Enrollment in our pivotal type 1 study, the MKC171, is well underway. There are 42 US sites that are operational, and having had successful experience with the clinical centers in Russia and the Ukraine during earlier trials, we are utilizing some of those centers in the current studies. The Russian investigator meeting was held in December and the Minister of Health has approved the protocol. Russian site activation and recruitment have begun. Additional sites and recruitment in Ukraine will begin next.

The type 1 trial has three arms, each scheduled to finish with 133 patients. Two arms will deliver AFREZZA, one with a DreamBoat device, the other with a MedTone inhaler as a bridge to our earlier trials. The third arm will use a rapid-acting analog in conventional injection therapy. All three cohorts will use LANTUS as their basal insulin.

Our pivotal type 2 study, the MKC175, was initiated on schedule following the start of the type 1 pivotal study. Site activation is well underway with 35 US sites already established and with additional sites currently being activated. The MKC175 investigator meeting in Russia was held last week and Russian site activation and recruitment are now beginning.
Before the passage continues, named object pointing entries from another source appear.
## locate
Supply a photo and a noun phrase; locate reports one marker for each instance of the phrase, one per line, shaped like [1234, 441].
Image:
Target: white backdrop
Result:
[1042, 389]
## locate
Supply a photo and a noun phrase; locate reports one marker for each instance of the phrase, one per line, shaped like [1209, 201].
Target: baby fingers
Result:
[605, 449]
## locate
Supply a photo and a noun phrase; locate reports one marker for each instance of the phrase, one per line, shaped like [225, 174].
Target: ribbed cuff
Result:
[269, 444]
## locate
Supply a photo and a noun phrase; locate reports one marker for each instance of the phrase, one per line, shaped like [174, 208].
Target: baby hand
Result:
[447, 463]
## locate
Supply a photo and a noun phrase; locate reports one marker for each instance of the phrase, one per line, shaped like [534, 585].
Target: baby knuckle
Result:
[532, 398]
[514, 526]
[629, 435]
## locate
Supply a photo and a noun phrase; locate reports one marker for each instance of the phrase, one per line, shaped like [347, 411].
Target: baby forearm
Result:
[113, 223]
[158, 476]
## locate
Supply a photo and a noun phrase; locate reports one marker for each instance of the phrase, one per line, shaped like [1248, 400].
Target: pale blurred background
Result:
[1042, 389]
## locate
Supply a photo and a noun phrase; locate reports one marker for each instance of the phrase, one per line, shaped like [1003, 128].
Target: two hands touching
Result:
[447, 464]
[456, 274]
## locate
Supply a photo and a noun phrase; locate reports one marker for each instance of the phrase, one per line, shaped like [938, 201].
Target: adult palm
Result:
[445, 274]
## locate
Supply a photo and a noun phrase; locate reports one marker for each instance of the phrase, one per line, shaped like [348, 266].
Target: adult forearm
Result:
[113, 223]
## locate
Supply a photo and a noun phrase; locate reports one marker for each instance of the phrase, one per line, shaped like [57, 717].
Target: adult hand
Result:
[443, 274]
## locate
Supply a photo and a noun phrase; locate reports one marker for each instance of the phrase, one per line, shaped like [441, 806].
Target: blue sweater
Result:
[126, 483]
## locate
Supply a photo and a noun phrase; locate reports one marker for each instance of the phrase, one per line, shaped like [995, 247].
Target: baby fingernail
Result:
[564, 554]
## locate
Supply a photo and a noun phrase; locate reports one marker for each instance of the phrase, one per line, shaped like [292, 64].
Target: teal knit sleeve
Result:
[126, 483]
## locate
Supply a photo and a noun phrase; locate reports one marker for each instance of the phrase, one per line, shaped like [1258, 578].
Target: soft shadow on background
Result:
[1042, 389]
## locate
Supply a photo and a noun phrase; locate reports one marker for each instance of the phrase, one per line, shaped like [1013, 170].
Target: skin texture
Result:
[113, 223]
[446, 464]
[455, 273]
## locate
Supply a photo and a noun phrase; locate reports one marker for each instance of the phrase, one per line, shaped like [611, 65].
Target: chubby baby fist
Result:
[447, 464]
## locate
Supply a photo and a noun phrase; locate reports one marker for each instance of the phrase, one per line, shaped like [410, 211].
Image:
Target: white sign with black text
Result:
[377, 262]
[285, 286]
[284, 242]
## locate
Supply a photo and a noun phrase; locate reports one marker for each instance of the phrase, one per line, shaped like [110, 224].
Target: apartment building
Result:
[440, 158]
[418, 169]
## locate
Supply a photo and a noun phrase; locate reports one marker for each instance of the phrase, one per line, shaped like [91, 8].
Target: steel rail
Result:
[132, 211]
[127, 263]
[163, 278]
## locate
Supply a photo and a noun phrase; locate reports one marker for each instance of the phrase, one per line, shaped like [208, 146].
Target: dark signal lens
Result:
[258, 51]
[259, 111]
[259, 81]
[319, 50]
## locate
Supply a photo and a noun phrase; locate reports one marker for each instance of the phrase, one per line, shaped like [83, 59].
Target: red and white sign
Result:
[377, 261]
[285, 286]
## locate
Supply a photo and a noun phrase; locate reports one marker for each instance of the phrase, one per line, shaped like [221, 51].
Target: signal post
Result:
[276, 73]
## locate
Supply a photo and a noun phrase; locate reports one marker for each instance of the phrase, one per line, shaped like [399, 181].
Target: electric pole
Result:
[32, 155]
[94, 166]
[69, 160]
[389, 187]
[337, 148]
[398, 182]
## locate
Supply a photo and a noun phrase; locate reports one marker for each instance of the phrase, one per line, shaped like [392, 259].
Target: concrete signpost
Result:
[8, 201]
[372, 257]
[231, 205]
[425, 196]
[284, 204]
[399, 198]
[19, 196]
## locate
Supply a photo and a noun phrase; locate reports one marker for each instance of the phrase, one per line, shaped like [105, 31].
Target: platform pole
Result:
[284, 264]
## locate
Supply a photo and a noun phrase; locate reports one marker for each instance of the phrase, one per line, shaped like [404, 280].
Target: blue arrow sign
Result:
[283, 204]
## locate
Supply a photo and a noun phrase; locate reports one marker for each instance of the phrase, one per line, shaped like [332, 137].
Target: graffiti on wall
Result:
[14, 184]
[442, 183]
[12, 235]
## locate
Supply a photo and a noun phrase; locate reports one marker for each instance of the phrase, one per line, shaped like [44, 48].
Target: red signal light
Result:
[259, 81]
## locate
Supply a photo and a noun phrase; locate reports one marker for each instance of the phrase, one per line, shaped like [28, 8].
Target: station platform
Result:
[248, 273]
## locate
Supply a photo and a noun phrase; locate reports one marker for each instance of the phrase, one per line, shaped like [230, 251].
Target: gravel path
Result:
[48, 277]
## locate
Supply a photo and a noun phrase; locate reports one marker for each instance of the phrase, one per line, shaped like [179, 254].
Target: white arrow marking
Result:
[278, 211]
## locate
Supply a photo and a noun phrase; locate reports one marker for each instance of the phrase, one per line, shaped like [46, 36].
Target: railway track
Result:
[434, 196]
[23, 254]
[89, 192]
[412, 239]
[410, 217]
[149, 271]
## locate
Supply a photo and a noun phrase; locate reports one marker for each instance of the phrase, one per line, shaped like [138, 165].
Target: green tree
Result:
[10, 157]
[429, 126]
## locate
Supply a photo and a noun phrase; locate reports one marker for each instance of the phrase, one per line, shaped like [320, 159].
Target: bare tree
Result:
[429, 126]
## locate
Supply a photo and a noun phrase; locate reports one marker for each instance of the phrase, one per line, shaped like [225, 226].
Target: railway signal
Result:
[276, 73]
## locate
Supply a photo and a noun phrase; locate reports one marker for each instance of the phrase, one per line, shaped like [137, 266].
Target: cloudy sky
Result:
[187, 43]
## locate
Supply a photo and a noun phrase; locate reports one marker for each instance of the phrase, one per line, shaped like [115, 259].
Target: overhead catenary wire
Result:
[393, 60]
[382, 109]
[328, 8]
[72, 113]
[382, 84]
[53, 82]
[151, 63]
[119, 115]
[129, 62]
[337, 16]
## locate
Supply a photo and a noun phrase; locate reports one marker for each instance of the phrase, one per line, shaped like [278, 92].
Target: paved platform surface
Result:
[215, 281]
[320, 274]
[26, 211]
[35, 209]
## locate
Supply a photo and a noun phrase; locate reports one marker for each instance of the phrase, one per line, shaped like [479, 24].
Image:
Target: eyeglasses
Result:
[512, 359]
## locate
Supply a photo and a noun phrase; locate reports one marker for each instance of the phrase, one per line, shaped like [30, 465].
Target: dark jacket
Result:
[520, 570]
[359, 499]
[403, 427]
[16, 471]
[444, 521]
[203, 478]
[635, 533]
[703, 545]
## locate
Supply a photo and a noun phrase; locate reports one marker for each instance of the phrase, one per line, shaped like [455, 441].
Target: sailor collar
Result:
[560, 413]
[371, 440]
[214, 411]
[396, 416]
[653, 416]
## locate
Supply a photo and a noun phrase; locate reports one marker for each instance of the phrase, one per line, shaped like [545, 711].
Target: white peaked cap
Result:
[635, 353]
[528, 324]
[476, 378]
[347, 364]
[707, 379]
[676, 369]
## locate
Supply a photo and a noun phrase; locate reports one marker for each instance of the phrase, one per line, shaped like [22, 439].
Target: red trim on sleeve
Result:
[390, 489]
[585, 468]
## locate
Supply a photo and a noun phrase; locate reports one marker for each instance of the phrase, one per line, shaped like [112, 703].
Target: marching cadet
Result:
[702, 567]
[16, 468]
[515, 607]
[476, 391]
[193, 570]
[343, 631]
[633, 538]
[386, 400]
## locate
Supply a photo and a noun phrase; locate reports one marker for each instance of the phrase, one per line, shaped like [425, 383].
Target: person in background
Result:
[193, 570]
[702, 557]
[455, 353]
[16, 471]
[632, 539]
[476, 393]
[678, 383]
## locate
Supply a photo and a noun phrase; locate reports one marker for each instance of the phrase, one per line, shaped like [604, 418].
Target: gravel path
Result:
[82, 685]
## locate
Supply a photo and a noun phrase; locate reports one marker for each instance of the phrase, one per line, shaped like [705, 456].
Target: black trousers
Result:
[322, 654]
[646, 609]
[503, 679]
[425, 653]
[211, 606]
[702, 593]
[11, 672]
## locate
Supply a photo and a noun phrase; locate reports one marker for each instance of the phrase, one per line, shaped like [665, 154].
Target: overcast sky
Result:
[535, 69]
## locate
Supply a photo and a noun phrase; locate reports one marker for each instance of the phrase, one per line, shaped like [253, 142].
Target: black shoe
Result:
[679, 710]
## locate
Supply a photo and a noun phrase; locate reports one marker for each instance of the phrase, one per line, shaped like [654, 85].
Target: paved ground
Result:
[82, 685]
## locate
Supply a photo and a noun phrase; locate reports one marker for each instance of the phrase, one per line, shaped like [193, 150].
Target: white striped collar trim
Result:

This is to be a superiority study in early stage type 2 patients failing on Metformin or Metformin plus another oral drug. AFREZZA is provided in one arm. The other arm is Technosphere placebo without insulin. And each arm is scheduled to finish with 123 patients. Both pivotal clinical studies are expected to complete recruitment in the second quarter so that study completion should occur around the end of 2012 with an FDA submission in the first half of 2013.

The primary focus on the CRL was the device change. In addition to the two noted clinical trials the agency called for information on CMC quality device, human factors and product labeling. We submit in the information package in response to the FDA in November, seeking advice from the agency on any remaining comments noted in the CRL. A response to those remaining peripheral matters is expected from the agency shortly. With that let me now turn the call over to Al for an overview of our situation. Al?

Thank you, Hakan, and good afternoon. Many of our long-term stockholders have expressed concern about the loss of value of their investments. That is certainly understandable, given that MannKind's stock has dropped by about three-quarters since the CRL. I have shared in that loss of value. In fact, my loss has been the greatest of all.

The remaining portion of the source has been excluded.